Contrairement aux personnages de la série originale, qui étaient imparfaits et ne faisaient souvent pas de leur mieux, les nouvelles et améliorées Carrie, Miranda et Charlotte résistent à notre questionnement ou à nos moqueries potentielles. Ils sont imparfaits mais font de leur mieux, chacun dans le voyage d’un héros dont nous pouvons voir le triomphe final sur leurs démons venir à des kilomètres de distance. Ils ne sont plus comparables à ceux de nos amis les plus drôles et les plus foutus, mais plutôt des avatars parfaits et complètement ennuyeux.

Dans la scène la plus horriblement absurde du premier épisode, Carrie entre dans sa salle de bain géante pour trouver Big, qui vient de subir une crise cardiaque, assis par terre, serrant sa poitrine. Alors qu’une Carrie comiquement choquée tarde à réagir, les yeux de Big s’illuminent en la voyant – nous sommes censés croire qu’il est mort heureux, en regardant son seul véritable amour dans ses derniers instants.

Carrie se précipite vers lui, mais, déconcertante, elle semble avoir décidé qu’il est trop tard. Au lieu d’essayer de pratiquer la RCR ou d’appeler une ambulance, elle s’accroche et embrasse maladroitement Big alors qu’il meurt. Ses chaussures, qui se trouvent être celles qu’elle portait le jour de leur mariage, glissent de ses pieds et dans la douche que Big a quittée en courant. Ils sont ruinés. La narration de Carrie clôt l’épisode : « Et juste comme ça. . . Big est mort. C’est tellement sur le nez que ça ressemble à une blague. La scène semble à la fois faite pour être captée et partagée en ligne et complètement sérieuse.
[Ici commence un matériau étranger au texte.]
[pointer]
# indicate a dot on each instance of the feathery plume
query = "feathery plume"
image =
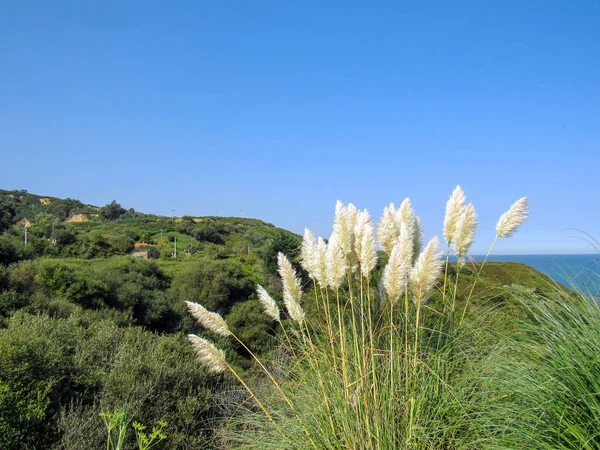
(292, 291)
(342, 226)
(336, 262)
(308, 252)
(406, 246)
(387, 232)
(466, 226)
(352, 213)
(454, 209)
(406, 214)
(512, 219)
(291, 282)
(209, 320)
(366, 250)
(394, 275)
(293, 307)
(268, 303)
(210, 356)
(426, 271)
(417, 239)
(321, 263)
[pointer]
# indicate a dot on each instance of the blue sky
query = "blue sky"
(277, 109)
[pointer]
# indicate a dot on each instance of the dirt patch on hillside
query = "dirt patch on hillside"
(78, 218)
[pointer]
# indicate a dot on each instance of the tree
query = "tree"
(112, 211)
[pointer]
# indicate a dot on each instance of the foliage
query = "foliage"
(112, 211)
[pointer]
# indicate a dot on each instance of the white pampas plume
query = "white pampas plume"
(387, 232)
(268, 303)
(454, 209)
(292, 291)
(417, 238)
(512, 219)
(364, 243)
(209, 320)
(291, 282)
(293, 307)
(426, 271)
(321, 263)
(210, 356)
(352, 213)
(343, 226)
(394, 275)
(406, 214)
(308, 252)
(405, 244)
(466, 226)
(336, 263)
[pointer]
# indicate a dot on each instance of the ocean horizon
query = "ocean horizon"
(575, 271)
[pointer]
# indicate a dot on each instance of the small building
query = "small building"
(143, 250)
(150, 253)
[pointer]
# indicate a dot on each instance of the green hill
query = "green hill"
(86, 328)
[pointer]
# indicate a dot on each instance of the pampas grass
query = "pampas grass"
(368, 369)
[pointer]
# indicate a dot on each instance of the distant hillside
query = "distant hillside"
(68, 228)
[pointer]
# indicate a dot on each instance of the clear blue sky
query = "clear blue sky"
(276, 109)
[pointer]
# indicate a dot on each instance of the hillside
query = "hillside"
(85, 328)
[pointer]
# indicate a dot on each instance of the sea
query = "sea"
(578, 272)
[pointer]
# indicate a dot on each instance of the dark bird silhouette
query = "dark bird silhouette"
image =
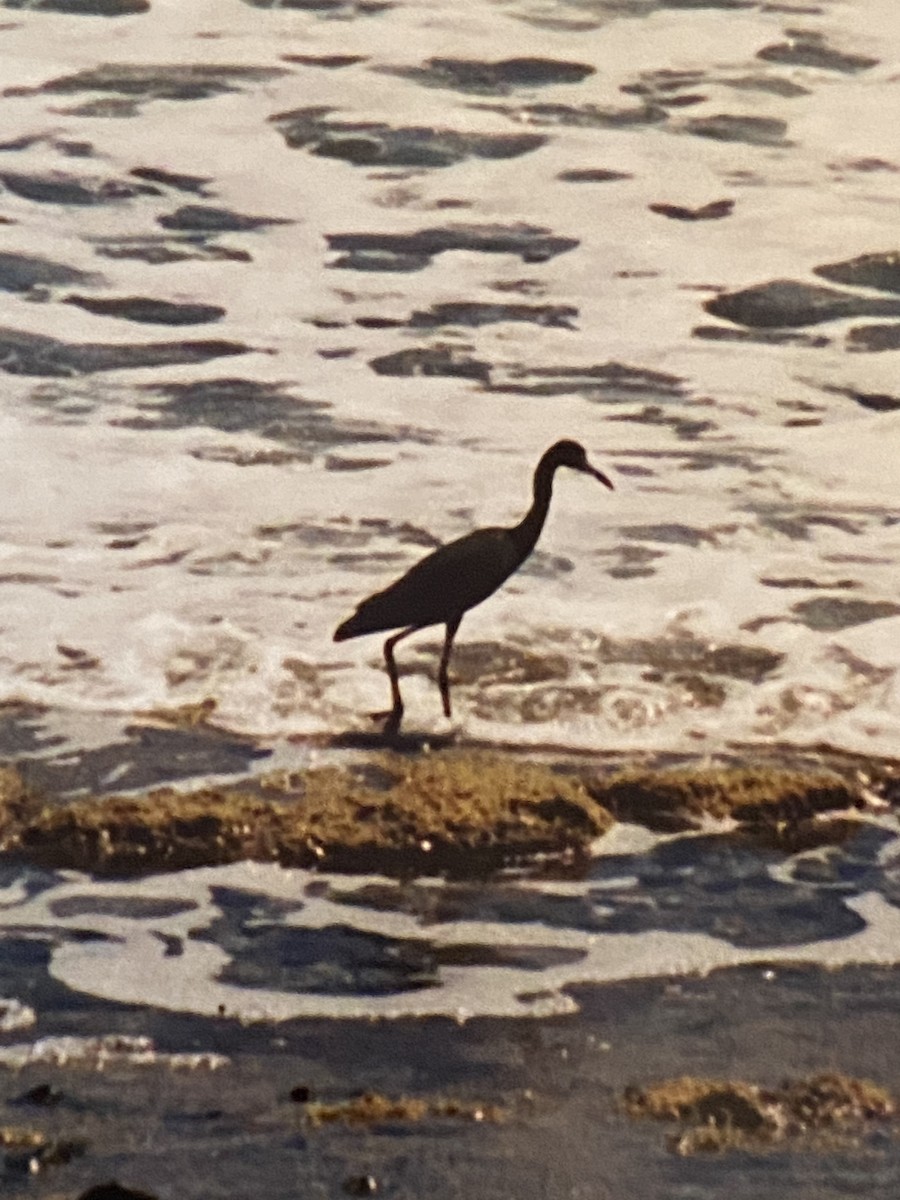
(455, 577)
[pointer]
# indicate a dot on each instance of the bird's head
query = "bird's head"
(573, 454)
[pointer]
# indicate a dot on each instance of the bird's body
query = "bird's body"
(444, 585)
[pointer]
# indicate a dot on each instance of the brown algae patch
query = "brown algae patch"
(456, 813)
(721, 1115)
(762, 798)
(375, 1109)
(27, 1152)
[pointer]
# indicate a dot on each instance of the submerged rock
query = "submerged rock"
(205, 219)
(432, 360)
(83, 7)
(412, 251)
(475, 313)
(727, 1115)
(190, 81)
(810, 49)
(35, 354)
(148, 311)
(179, 180)
(375, 143)
(874, 337)
(755, 131)
(58, 187)
(23, 273)
(791, 304)
(375, 1109)
(876, 270)
(460, 814)
(493, 78)
(711, 211)
(161, 250)
(682, 797)
(829, 613)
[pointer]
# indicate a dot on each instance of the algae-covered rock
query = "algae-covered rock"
(681, 797)
(375, 1109)
(455, 813)
(721, 1115)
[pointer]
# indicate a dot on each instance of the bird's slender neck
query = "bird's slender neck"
(528, 531)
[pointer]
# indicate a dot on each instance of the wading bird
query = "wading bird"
(441, 588)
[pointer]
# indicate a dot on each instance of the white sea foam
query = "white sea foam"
(204, 604)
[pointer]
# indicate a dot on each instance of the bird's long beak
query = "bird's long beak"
(598, 474)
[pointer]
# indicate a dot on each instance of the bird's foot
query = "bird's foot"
(391, 721)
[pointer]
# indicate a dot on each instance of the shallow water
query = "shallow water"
(291, 295)
(430, 247)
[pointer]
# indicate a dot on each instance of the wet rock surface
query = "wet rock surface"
(786, 303)
(721, 1115)
(411, 252)
(144, 82)
(495, 78)
(371, 143)
(148, 311)
(36, 354)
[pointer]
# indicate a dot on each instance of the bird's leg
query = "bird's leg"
(395, 715)
(443, 681)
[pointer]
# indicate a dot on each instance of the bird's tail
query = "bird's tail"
(347, 629)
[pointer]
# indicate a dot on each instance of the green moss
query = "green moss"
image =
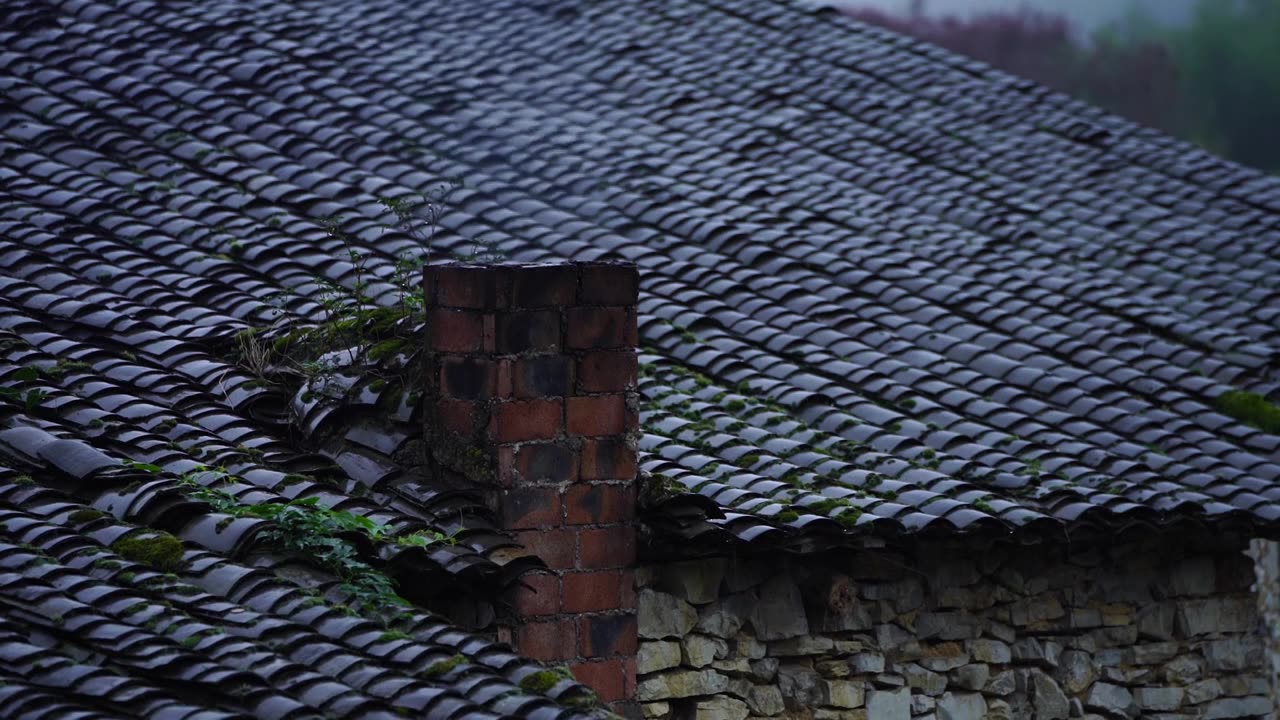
(824, 505)
(444, 665)
(849, 516)
(540, 682)
(86, 515)
(159, 550)
(1251, 409)
(384, 350)
(583, 700)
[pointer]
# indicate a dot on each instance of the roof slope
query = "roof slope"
(885, 288)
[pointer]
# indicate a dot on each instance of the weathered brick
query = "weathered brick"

Comme Sexe et la ville, le redémarrage est également conscient de son public, mais pas de la même manière que ceux qui regardaient dans les monologues de la caméra l’étaient autrefois. Tout cela est très généreux, politiquement correct et homogène et, contrairement Sexe et la ville, décidément pas amusant à regarder. Et juste comme ça… semble subir le même sort que tant d’art sous le capitalisme : un spectacle autrefois frais et fascinant s’est maintenant, dans un effort impossible pour attirer un public aussi large que possible, s’est cannibalisé au-delà du point de parodie.